After 2010’s New York Times hit-piece and the confused, over-wrought album that followed it, M.I.A. kind of disappeared from the music scene for a while. On Sunday, she reminded us just how much more fun it is when she’s making music. Playing the just before R. Kelly’s R&B circus, Maya was not about to be upstaged. With a stage set featuring a menagerie of multicolored light wheels and an similarly poly-chromatic team of background dancers, the agit-hip-hop diva brought her own unique flavor to the party – and lots of it. Mixing new material with songs like “Boyz”, “Sunshowers” and “Bamboo Banga” that had somehow already became classics (how is “Bucky Done Gone” nearly a decade old?), M.I.A.’s set should have been one of the festival’s best. Sadly, recurring volume issues with her often slowed momentum with the only upside being that it forced her to push her already-entertaining dancing to a whole new level. Although it was tempting to continue lapping up the dizzying mélange of beats and hooks from across the globe, I departed shortly before the iconic intro to “Paper Planes”. There was only one place to be when this year’s final act took the stage – close.

R. Kelly

Choosing Kelly as the headliner was a bold move on Pitchfork’s part in multiple ways. To begin with, he’s easily the most popular (in terms of record sales) and “mainstream” act that the festival’s ever hosted. It takes some cojones for a de facto indie kingmaker like Pitchfork to crown a man who already has his own throne, but that’s just what they did. The reason I put scare quotes around mainstream, however, is Kelly also comes with a baggage train a mile long, given his legal troubles, most notably his trial and eventual acquittal for child pornography charges. In fact, Chicago music journalist and Sound Opinions co-host Jim DeRogatis (he who originally broke the R. Kelly story) spent the week leading up to the festival hosting “The Kelly Conversations” with scholars, activists and people in the music business, discussing the festival’s decision.

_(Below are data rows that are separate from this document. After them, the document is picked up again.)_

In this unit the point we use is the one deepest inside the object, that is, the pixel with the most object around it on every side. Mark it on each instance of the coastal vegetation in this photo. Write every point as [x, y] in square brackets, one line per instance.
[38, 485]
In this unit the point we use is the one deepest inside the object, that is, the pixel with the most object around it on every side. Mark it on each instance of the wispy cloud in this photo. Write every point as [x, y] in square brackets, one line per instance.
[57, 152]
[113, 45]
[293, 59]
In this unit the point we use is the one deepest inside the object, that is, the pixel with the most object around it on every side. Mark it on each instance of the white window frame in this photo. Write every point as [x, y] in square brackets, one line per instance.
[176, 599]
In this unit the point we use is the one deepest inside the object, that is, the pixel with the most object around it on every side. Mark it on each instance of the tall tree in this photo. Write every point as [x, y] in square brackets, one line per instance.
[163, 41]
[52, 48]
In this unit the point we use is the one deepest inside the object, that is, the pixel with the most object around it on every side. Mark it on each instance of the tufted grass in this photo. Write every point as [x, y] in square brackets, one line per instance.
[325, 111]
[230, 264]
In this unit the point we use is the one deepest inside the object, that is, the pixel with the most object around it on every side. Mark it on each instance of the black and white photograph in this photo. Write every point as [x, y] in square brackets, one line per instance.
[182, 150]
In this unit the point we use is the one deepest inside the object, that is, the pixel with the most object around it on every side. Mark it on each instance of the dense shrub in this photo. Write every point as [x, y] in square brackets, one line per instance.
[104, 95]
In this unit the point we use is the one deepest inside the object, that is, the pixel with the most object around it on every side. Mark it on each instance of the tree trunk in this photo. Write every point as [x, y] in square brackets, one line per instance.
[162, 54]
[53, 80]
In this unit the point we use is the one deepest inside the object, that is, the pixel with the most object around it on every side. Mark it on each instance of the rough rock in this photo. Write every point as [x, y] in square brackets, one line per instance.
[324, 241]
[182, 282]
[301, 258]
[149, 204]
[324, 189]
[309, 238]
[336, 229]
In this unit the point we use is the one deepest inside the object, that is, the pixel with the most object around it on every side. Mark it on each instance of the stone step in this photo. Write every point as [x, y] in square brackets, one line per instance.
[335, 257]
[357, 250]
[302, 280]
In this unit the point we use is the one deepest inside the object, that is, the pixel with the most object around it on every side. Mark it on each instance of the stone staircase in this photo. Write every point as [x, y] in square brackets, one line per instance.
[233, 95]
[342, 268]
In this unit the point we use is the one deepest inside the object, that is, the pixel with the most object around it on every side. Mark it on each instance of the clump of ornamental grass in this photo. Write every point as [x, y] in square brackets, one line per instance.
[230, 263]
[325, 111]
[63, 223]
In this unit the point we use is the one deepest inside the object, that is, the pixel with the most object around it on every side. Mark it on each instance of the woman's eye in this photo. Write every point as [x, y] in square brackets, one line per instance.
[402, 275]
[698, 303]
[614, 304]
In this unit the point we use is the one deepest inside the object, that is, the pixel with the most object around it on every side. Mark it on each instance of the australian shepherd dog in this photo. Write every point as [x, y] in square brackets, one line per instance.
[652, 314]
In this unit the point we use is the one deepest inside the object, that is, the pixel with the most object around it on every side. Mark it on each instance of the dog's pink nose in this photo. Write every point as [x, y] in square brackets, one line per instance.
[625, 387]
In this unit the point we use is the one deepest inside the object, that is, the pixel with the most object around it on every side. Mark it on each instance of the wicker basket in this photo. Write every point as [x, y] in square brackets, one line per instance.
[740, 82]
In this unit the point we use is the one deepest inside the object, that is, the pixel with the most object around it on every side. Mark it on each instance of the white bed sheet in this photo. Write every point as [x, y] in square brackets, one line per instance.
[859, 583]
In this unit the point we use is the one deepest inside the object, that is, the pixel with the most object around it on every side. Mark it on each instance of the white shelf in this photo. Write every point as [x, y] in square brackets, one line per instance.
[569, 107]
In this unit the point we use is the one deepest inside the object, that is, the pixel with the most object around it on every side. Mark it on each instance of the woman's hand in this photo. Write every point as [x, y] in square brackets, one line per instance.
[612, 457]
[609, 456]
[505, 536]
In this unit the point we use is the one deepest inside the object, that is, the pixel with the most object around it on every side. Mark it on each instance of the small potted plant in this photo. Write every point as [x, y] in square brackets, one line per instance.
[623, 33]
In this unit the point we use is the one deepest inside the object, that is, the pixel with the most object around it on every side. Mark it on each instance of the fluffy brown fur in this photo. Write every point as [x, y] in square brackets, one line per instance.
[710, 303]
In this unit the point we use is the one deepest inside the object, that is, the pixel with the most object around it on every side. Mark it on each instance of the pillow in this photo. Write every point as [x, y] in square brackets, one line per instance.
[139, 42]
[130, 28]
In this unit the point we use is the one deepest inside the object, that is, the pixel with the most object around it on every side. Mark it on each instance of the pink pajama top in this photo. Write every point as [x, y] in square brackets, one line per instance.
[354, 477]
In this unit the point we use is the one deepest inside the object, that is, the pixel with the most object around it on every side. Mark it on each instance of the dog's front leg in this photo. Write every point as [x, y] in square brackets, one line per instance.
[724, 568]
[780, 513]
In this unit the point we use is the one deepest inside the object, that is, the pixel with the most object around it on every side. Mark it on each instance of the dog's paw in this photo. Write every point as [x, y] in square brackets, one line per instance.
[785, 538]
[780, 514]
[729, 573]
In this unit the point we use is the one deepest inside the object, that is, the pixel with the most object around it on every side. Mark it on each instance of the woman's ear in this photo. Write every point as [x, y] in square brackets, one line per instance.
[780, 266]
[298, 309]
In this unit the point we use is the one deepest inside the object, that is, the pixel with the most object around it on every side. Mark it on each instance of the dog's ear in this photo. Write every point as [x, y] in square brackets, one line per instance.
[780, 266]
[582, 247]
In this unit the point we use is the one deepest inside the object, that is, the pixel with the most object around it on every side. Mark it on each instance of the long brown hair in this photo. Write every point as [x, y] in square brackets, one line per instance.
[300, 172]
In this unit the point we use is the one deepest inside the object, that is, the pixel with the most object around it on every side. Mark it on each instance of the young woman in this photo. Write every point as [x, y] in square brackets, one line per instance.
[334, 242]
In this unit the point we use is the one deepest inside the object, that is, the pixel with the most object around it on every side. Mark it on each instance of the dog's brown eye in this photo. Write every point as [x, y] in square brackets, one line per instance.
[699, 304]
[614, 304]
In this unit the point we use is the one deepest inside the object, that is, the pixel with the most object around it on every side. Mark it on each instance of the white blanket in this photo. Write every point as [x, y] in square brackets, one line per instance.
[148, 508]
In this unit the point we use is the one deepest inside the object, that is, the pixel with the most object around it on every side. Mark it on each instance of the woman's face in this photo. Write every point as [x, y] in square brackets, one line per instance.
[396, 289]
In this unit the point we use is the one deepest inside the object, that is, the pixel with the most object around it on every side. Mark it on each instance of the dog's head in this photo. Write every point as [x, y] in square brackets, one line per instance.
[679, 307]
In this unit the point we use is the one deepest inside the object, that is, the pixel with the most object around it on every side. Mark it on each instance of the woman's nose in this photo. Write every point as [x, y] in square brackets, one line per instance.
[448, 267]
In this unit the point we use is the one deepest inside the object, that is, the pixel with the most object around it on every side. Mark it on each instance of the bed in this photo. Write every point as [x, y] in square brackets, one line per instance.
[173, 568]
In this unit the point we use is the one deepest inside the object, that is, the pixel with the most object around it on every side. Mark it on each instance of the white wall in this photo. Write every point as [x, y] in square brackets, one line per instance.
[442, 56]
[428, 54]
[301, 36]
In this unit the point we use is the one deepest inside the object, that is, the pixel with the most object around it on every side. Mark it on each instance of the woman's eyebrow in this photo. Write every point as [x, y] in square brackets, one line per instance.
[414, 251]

Although there are a number of thorny and complicated issues about the politics of choosing Kelly to headline which cannot be dismissed, there are few easy answers (despite what some might say). What can’t be denied is the near-unanimous agreement among attendees is that it was an inspired musical decision. There were plenty of accusations of ironic enjoyment or tasteless cultural appropriation for a mostly white audience at an R. Kelly show (and surely some of that had to occur) but from what I saw last night those charges were way off-base.

As the PA announced that the headliner would be taking the stage in “R minus 9 minutes”, the field in front of Kelly’s was a packed as a I’ve ever seen it, with people standing down to the far end. From the little church ladies who’d endured nearly nine hours camping at the front to the college students and twentysomethings jockeying for a spot, there was electricity in the air. From where I was there were a lot of women waiting for Kelly to begin (I’d say about a 2:1 ratio) and when he finally came onstage they lost it. Of course, when someone enters to the strains of a full onstage gospel choir and then launches into one of the greatest party anthems ever written (“Ignition (Remix)”) it’s hard for most people not to get pretty heavily into the experience. But what I saw wasn’t scenesters looking to steal some cool points or people looking to justify misogyny. What I saw were a bunch of people singing along to every word of a headliner that played something they could dance to – no one here getting duped by a sleazy singer. No, onlookers got exactly what they wanted from Robert Kelly.

And it was an impressive show. Kelly worked his way through his remarkably-stacked set with the gusto of an old-fashioned R&B review. He moved from cheesy ‘90s club jams to neo doo-wop to stepper music with both the proficiency and showmanship of an old bandleader. Though I’m sure the crowd was nowhere near as raucous as his usual audiences, the energy was contagious and I saw the Pitchfork festival dance like it’s never danced before. Hell, the joy was so contagious that I even sang along to one of history’s all-time annoyingest earworms, “I Believe I Can Fly”, and I loved every minute of it. As we sang, a flock of balloon doves were released from the stages, fluttering off into the night.